Hunt once spent 38 hours underground in Paris and says what’s beneath the city is more magnificent than what’s above.

“I know that sounds crazy but there is a network of catacombs beneath the streets of Paris that sprawls for 200 miles. The people who roam the catacombs are known as cataphiles. They have constructed what amounts to a parallel city beneath Paris. It’s just the most astonishing collection of spaces anyone could ever hope to see.”

“They have incredible sculptures and amazing paintings on the walls of these large chambers. They host parties down there. It’s a really special place.”

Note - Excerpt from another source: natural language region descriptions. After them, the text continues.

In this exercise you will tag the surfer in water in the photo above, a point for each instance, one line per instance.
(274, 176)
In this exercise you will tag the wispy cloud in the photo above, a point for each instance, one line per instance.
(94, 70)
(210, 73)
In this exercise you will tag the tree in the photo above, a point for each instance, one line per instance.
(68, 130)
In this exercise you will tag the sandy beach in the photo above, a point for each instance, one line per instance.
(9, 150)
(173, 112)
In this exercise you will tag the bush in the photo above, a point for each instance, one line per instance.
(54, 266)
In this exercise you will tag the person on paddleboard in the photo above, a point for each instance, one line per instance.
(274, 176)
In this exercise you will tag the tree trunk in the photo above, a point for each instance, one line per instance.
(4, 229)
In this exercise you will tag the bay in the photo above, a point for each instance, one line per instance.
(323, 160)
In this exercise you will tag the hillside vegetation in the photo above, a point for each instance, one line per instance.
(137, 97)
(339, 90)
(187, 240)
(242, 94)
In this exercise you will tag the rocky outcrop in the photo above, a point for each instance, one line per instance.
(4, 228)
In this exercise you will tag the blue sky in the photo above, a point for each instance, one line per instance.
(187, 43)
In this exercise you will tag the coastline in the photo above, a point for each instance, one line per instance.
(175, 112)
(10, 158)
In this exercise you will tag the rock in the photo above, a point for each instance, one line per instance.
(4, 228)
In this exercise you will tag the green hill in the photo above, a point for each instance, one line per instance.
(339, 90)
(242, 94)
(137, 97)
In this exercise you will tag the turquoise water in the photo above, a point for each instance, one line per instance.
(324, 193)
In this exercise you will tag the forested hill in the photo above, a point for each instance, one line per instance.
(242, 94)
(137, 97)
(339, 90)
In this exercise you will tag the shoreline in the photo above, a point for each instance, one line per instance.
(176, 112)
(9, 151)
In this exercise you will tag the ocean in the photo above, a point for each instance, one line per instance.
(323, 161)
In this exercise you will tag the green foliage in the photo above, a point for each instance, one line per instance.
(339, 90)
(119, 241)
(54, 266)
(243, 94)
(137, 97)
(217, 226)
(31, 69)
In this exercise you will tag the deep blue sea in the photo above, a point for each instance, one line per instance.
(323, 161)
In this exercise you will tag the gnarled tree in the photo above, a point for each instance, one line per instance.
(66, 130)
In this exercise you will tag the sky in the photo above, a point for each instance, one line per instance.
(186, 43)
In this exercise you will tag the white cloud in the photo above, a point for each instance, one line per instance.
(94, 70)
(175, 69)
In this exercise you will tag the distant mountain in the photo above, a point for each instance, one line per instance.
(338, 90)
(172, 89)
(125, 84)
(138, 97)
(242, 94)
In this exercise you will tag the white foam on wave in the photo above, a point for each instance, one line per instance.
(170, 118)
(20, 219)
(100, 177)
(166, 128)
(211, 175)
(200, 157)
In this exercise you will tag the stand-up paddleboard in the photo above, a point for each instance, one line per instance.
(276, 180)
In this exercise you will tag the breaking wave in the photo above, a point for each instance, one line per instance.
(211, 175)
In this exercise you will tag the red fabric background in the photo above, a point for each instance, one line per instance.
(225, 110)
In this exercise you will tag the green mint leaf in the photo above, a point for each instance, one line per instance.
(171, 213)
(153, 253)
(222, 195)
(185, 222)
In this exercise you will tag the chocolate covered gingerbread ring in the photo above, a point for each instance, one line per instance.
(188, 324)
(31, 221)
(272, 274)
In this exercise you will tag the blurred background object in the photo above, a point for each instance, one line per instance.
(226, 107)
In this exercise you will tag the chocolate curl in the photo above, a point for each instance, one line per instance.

He admits he can’t back it up with science, but Hunt says emotions feel intensified in underground spaces.

“Just from a sensory perspective, when you are deep in a cave or the folds of a catacomb, you’re feeling things you don’t feel above ground. Your entire sensory apparatus is on high alert.”

He says he had an experience while crawling through a cave in the south west of France where he caught site of an ancient sculpture of two bisons, probably from the Ice Age. He says that when he saw the work, he burst into tears.

“I think it was so moving because of the environment. If I’d seen that same artwork above ground on the top of a hill I don’t know that I would’ve had that same intense reaction. But hidden deep underground in this kind of dangerous space where my whole body is bristling, and my nerves are awake and blooming, it’s so powerful.”

Recent work in microbiology has speculated that life first formed beneath the earth rather than on the surface, and it’s a hypothesis which Hunt finds poignant.

“I love that theory because it’s something that we see in mythological traditions all over the world but it also just feels right. We all originate in our mother’s wombs, in dark cave areas, and come to the world through a tunnel into light.”

“For me, this theory taps into this kind of primal truth about the earth.”